As he crossed the room, passing a counter with a cutting board and an assortment of vegetables on it, he could hear his mother opening cupboards. That was a good sign. Maybe she’d actually get around to cooking some time tonight. He crossed the hallway that connected the living room and the dining room and continued down the cross hall. His room and Camilla’s had doors opposite each other, but that was before he took to staying in the guest house, before she’d moved away. They bedrooms were really only guest rooms now, but their mother kept them clean and with fresh sheets like they might actually be used at any moment.
Randy took a breath and lifted his hand to knock, but hesitated. He muttered at himself for delaying the moment, then forced himself to rap three times on the wood, compensating with extra volume. There was no response from inside, but then he didn’t really expect Camie to just answer him, not after how worried their parents were acting. He waited more, time stretching out further and there was still no response. Fine, she could sit in there and sulk if she wanted to. It wasn’t going to bother him what she did.
He was already several paces down the hallway, away from the kitchen, when he thought he heard something. Stopping, he looked over his shoulder, and there was Camilla. He could only see one shoulder and a slice of her face, her chin ducked and her hair in her face making her expression unreadable. When she saw that he’d noticed her, she slipped back into her room. The door didn’t close. With a sigh Randy went back and stood in the doorway to stare at his sister’s back. She was staring out her window, arms folded around her chest, hands gripping her upper arms. As expected, she didn’t speak.
“You’re worrying Mom and Dad.” There, that was a tactful approach. No judgment, no condemnation, none of his opinion, just simple fact. Camie didn’t move. He clenched his jaw for a moment then made himself take a breath. “What’s with this whole not talking thing, eh? You were a regular chatter box when you got in. What’s so different now?”

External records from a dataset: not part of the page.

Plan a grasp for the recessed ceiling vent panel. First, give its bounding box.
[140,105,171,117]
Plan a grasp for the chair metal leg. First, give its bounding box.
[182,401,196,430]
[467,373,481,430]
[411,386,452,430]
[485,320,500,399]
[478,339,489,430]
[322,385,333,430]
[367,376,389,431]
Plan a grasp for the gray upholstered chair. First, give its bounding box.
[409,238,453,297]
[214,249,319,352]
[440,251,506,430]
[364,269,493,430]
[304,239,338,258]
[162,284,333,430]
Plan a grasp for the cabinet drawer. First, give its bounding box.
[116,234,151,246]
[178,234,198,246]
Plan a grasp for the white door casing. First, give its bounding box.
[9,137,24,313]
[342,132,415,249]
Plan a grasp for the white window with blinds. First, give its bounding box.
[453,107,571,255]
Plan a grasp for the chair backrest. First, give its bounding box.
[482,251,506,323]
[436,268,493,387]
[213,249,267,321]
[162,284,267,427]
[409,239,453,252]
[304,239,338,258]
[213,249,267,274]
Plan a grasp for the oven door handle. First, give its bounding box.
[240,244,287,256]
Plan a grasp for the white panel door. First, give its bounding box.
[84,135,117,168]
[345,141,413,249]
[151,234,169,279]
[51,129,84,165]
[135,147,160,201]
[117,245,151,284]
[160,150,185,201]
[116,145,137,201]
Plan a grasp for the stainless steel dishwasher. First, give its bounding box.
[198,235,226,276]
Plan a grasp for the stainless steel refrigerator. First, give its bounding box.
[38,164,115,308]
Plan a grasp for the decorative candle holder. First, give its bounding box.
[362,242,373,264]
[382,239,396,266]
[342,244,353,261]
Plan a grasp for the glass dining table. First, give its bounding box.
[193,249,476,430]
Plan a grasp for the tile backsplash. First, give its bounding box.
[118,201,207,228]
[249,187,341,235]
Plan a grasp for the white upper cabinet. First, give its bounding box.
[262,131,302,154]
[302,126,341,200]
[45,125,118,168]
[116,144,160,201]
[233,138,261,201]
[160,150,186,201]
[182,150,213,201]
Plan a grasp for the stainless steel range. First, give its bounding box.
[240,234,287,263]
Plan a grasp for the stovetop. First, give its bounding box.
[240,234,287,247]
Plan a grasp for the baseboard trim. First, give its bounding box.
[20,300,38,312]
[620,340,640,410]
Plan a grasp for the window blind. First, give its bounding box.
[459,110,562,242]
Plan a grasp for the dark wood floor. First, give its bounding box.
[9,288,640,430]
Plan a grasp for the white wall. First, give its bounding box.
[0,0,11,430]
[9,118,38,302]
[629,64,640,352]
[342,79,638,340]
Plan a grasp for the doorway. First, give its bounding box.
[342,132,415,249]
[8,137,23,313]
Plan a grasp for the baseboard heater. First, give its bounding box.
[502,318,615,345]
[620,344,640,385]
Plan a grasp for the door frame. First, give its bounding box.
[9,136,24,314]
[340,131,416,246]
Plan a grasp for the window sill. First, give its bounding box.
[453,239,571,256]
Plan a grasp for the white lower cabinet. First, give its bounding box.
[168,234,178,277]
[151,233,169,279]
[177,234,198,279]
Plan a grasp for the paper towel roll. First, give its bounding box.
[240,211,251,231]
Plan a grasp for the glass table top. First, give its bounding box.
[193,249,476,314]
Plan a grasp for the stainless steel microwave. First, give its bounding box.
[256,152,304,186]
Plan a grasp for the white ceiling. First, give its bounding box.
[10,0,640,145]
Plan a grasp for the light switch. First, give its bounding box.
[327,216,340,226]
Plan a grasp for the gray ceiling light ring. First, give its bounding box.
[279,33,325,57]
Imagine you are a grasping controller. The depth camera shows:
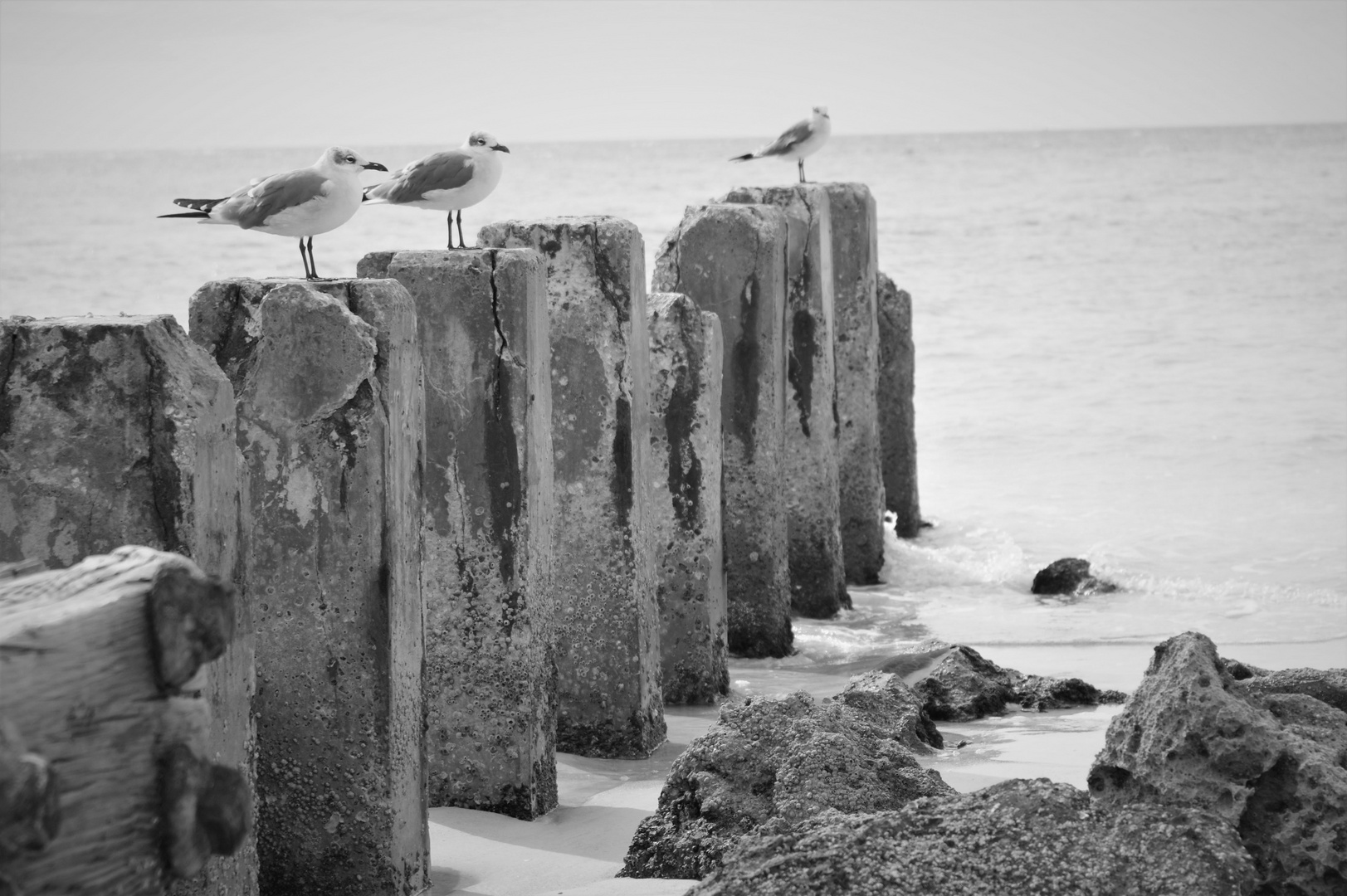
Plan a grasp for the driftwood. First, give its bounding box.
[0,547,252,896]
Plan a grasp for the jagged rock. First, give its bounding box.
[1029,557,1118,597]
[1235,667,1347,713]
[1090,632,1347,896]
[878,639,1126,722]
[838,670,944,749]
[620,691,954,877]
[688,779,1254,896]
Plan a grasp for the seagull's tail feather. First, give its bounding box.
[171,197,229,212]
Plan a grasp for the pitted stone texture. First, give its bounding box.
[880,639,1126,722]
[877,270,921,538]
[645,292,730,704]
[190,279,428,896]
[355,249,556,819]
[823,183,885,585]
[653,205,793,656]
[720,183,852,618]
[0,315,257,896]
[838,670,944,751]
[478,216,664,757]
[620,691,954,877]
[688,777,1256,896]
[1090,632,1347,896]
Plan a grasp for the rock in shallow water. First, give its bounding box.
[1090,632,1347,896]
[688,779,1254,896]
[621,691,954,877]
[1029,557,1118,597]
[880,639,1126,722]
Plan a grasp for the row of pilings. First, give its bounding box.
[0,183,920,896]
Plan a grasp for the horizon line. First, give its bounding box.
[0,119,1347,155]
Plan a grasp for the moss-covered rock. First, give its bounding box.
[1090,632,1347,896]
[688,779,1254,896]
[621,691,954,877]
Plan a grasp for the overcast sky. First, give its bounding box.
[0,0,1347,151]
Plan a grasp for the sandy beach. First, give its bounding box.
[430,620,1347,896]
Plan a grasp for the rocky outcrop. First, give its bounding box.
[1090,632,1347,896]
[880,640,1126,722]
[688,779,1254,896]
[621,691,954,877]
[838,671,944,749]
[1029,557,1118,597]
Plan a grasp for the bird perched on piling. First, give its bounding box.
[730,106,832,183]
[365,131,509,249]
[159,147,388,280]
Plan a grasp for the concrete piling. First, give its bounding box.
[823,183,885,585]
[357,249,556,819]
[645,292,730,704]
[478,216,664,757]
[652,205,793,656]
[190,279,428,896]
[877,270,921,538]
[0,547,256,894]
[720,183,852,618]
[0,315,257,896]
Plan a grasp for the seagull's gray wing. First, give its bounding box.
[756,119,813,156]
[220,168,327,231]
[369,149,476,202]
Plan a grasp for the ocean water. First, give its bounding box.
[0,125,1347,711]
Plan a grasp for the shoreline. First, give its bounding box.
[427,637,1347,896]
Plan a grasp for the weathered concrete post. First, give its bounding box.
[720,183,852,618]
[823,183,884,585]
[645,292,730,704]
[477,217,664,757]
[878,270,921,538]
[0,547,256,894]
[355,249,556,819]
[190,279,428,896]
[0,315,257,896]
[653,205,793,656]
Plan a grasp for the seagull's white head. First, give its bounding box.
[463,131,509,153]
[318,147,388,174]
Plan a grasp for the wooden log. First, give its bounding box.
[0,547,252,896]
[0,315,257,896]
[190,279,430,896]
[355,249,556,821]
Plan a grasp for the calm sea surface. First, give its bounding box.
[0,125,1347,690]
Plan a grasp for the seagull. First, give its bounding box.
[159,147,388,280]
[730,106,832,183]
[365,131,509,249]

Camilla shifted slightly, twisted at the waist just enough to regard him with one eye. Then she returned her gaze to the window.
“So you won’t even talk to me? You always do this shit. You’re just fishing for attention again, getting Mom and Dad all worked up so when you get back to normal they’re so happy they dote on you for a week.” There was irritation in his voice, but it was an old gripe, one he’d accused his sister of on more than one occasion. “So what the hell is it this time? You quit your job? You get dumped? Your cat die?”

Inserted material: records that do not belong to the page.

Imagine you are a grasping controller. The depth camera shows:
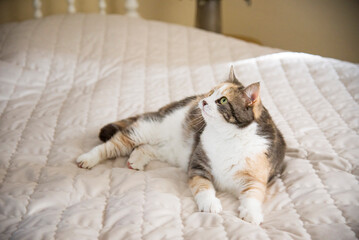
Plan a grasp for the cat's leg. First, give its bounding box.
[127,144,156,171]
[188,143,222,213]
[234,153,270,224]
[98,116,138,142]
[76,131,138,169]
[238,178,266,225]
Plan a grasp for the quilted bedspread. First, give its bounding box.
[0,14,359,240]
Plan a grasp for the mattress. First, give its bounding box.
[0,14,359,240]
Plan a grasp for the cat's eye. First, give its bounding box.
[219,97,228,104]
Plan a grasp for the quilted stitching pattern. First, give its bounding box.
[0,14,359,239]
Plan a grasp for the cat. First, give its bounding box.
[77,66,286,225]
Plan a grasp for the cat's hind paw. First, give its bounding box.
[195,190,222,213]
[76,153,99,169]
[238,198,263,225]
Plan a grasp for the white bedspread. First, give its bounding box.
[0,14,359,240]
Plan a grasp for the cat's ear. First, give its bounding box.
[227,65,243,86]
[244,82,260,106]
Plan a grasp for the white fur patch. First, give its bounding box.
[131,106,193,170]
[195,189,222,213]
[201,120,268,193]
[238,198,263,225]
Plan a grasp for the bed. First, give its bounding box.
[0,11,359,240]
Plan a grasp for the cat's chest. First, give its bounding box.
[201,123,268,190]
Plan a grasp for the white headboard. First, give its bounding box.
[33,0,140,18]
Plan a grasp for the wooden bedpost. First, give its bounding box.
[67,0,76,13]
[33,0,42,18]
[125,0,140,17]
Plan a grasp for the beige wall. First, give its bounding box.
[0,0,359,62]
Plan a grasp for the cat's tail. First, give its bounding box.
[98,116,138,142]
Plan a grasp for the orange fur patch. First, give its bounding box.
[188,176,213,195]
[253,97,263,119]
[233,153,270,201]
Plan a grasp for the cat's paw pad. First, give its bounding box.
[195,190,222,213]
[76,153,99,169]
[238,198,263,225]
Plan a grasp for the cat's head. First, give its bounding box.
[198,67,262,128]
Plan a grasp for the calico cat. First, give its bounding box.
[77,67,285,224]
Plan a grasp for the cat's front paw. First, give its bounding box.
[76,153,99,169]
[238,198,263,225]
[195,190,222,213]
[127,149,149,171]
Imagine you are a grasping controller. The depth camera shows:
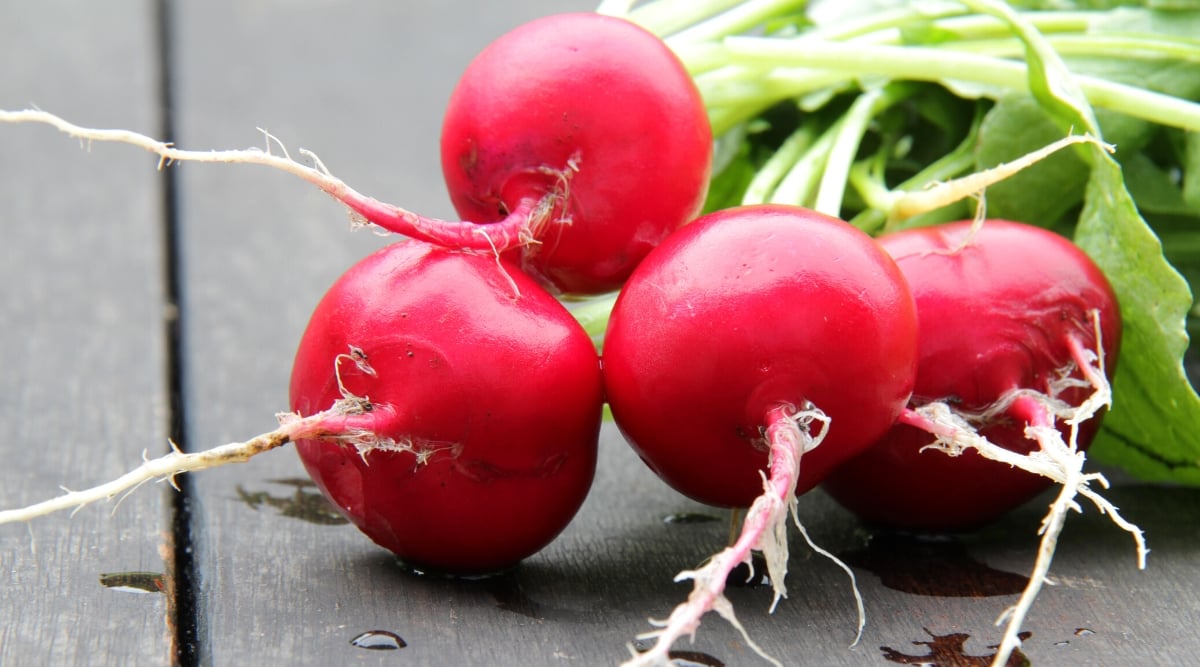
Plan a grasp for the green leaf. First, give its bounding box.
[976,95,1088,227]
[1075,152,1200,483]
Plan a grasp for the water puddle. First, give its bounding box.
[634,639,725,667]
[350,630,408,650]
[662,512,721,525]
[100,572,167,593]
[840,533,1028,597]
[880,629,1033,667]
[725,552,770,588]
[238,479,349,525]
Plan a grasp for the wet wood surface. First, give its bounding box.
[0,0,1200,665]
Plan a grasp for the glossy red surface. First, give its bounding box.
[290,241,602,573]
[604,206,917,506]
[442,13,712,293]
[824,221,1121,530]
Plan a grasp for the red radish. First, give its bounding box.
[824,220,1121,530]
[0,12,713,294]
[826,220,1146,665]
[434,13,712,293]
[290,241,602,573]
[604,205,917,663]
[0,241,604,575]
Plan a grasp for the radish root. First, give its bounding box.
[900,312,1150,667]
[888,134,1116,227]
[0,109,566,252]
[0,345,417,524]
[623,404,864,667]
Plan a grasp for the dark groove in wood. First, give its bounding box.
[155,0,208,667]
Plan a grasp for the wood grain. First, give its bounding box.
[0,0,170,665]
[0,0,1200,666]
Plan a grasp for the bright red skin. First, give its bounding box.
[442,13,713,294]
[824,220,1121,531]
[604,206,917,507]
[290,241,604,575]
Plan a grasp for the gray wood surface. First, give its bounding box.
[0,0,1200,666]
[0,0,170,665]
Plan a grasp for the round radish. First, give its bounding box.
[0,13,713,294]
[604,205,917,665]
[604,205,917,507]
[290,241,602,573]
[442,13,712,293]
[824,220,1121,530]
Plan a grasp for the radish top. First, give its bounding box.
[442,13,712,293]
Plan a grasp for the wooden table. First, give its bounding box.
[0,0,1200,666]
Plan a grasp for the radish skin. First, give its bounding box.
[604,205,917,665]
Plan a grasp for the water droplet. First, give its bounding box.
[100,572,167,593]
[725,553,770,587]
[634,639,725,667]
[238,479,349,525]
[840,533,1028,597]
[662,512,721,524]
[350,630,408,650]
[880,630,1033,667]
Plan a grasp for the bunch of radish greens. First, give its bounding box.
[0,0,1200,665]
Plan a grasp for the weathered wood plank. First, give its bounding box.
[0,0,170,665]
[138,1,1200,665]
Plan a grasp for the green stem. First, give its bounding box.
[742,124,816,204]
[725,37,1200,131]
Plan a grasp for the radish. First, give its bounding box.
[0,240,602,575]
[824,218,1147,665]
[434,13,713,294]
[824,220,1121,530]
[0,13,713,294]
[604,205,917,663]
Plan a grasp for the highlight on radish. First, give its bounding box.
[0,12,713,295]
[0,240,602,576]
[604,205,917,665]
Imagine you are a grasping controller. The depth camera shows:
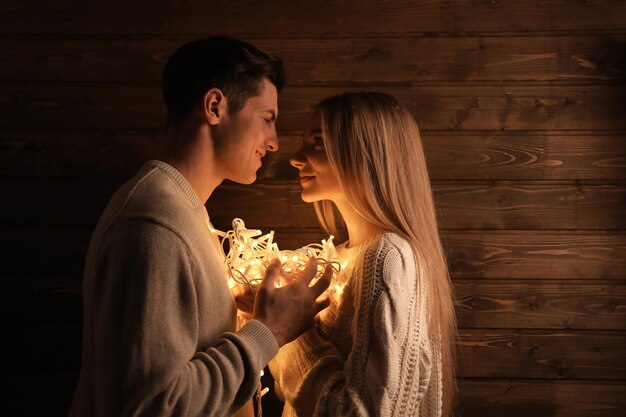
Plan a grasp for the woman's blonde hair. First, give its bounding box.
[315,92,456,416]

As he spoke she again turned, this time squaring her shoulders to face him, though her head was still ducked forward so she regarded him through tangles of hair. When he stopped she simply unfolded her arms and held up her right hand, back towards him. The fingers were missing to the second joint.

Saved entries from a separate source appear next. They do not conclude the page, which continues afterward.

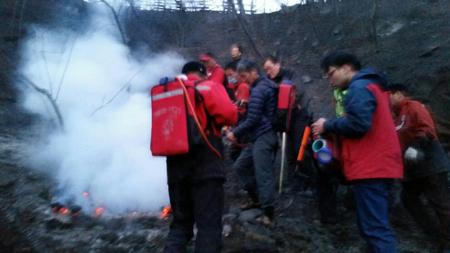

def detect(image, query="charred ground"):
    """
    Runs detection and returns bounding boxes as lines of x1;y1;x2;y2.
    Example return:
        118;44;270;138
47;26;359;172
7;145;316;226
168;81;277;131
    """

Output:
0;0;450;252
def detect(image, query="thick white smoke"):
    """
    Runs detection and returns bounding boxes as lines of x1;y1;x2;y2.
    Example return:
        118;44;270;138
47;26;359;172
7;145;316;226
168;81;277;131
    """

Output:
20;4;183;213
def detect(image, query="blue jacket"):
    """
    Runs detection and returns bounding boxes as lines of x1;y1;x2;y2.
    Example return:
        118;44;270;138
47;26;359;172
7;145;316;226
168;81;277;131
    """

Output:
233;77;277;141
325;68;387;138
325;69;403;181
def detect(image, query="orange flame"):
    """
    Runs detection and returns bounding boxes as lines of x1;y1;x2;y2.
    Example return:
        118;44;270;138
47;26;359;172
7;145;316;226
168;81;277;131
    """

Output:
160;205;172;219
95;207;105;217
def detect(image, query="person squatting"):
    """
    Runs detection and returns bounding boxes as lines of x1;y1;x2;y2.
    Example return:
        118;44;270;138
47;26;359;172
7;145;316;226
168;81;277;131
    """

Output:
151;44;450;253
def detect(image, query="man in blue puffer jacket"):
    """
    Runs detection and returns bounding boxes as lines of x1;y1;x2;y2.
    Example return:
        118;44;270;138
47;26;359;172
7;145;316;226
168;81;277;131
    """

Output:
227;60;278;225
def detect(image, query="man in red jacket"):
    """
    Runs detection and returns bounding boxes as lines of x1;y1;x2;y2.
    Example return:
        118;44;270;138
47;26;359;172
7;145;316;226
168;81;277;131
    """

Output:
164;62;237;253
312;52;403;253
388;84;450;252
199;52;235;100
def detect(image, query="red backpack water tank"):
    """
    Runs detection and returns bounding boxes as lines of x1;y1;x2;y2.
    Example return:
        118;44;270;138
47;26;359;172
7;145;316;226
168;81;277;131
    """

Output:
150;80;189;156
277;81;296;132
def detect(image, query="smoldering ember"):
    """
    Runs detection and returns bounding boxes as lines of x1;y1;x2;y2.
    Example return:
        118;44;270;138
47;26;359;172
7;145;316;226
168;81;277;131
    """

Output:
0;0;450;253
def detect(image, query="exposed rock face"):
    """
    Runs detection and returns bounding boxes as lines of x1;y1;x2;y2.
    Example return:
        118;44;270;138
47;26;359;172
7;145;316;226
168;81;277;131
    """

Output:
0;0;450;252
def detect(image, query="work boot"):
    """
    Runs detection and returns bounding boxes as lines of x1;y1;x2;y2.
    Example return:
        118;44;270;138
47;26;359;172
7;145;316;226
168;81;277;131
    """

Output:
256;206;274;227
240;191;261;210
240;199;261;210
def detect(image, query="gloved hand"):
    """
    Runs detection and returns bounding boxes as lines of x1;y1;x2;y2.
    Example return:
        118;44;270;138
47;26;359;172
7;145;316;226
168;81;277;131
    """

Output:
404;147;425;163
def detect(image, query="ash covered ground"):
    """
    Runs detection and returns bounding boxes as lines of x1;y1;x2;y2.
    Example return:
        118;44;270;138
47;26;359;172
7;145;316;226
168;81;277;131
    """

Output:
0;96;433;253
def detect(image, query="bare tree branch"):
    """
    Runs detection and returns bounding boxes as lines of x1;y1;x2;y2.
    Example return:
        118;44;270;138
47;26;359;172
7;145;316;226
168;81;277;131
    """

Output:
0;51;64;129
100;0;128;45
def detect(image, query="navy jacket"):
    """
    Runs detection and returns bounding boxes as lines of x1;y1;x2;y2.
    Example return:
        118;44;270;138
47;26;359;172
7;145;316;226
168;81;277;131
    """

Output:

“Holy fuck, Camie! How the hell did that happen?” Without thinking he stepped into her room and caught up her hand to inspect what remained of her fingers. She’d had them all when she’d got here the first day, he was sure of it, but now this... At the point her fingers stopped the cut was clean, the flesh smooth, but it was perfectly black as though Camilla were filled with paint or maybe made out of obsidian and painted over to look like a person.
She let him inspect her hand and slowly lifted her face to watch him straight on. “Randolph.”
Hearing his name cut through his shock and he snapped his attention back to her face. Even in the dim room with the bright window behind her, Randy could make out her eyes, could see that they were no longer the soft, warm brown she had shared with him. Now they were a solid, matte black without interruption, like holes into empty space. He released her hand and cupped her cheek before pulling her against his chest to hug her. “What the hell happened to you?”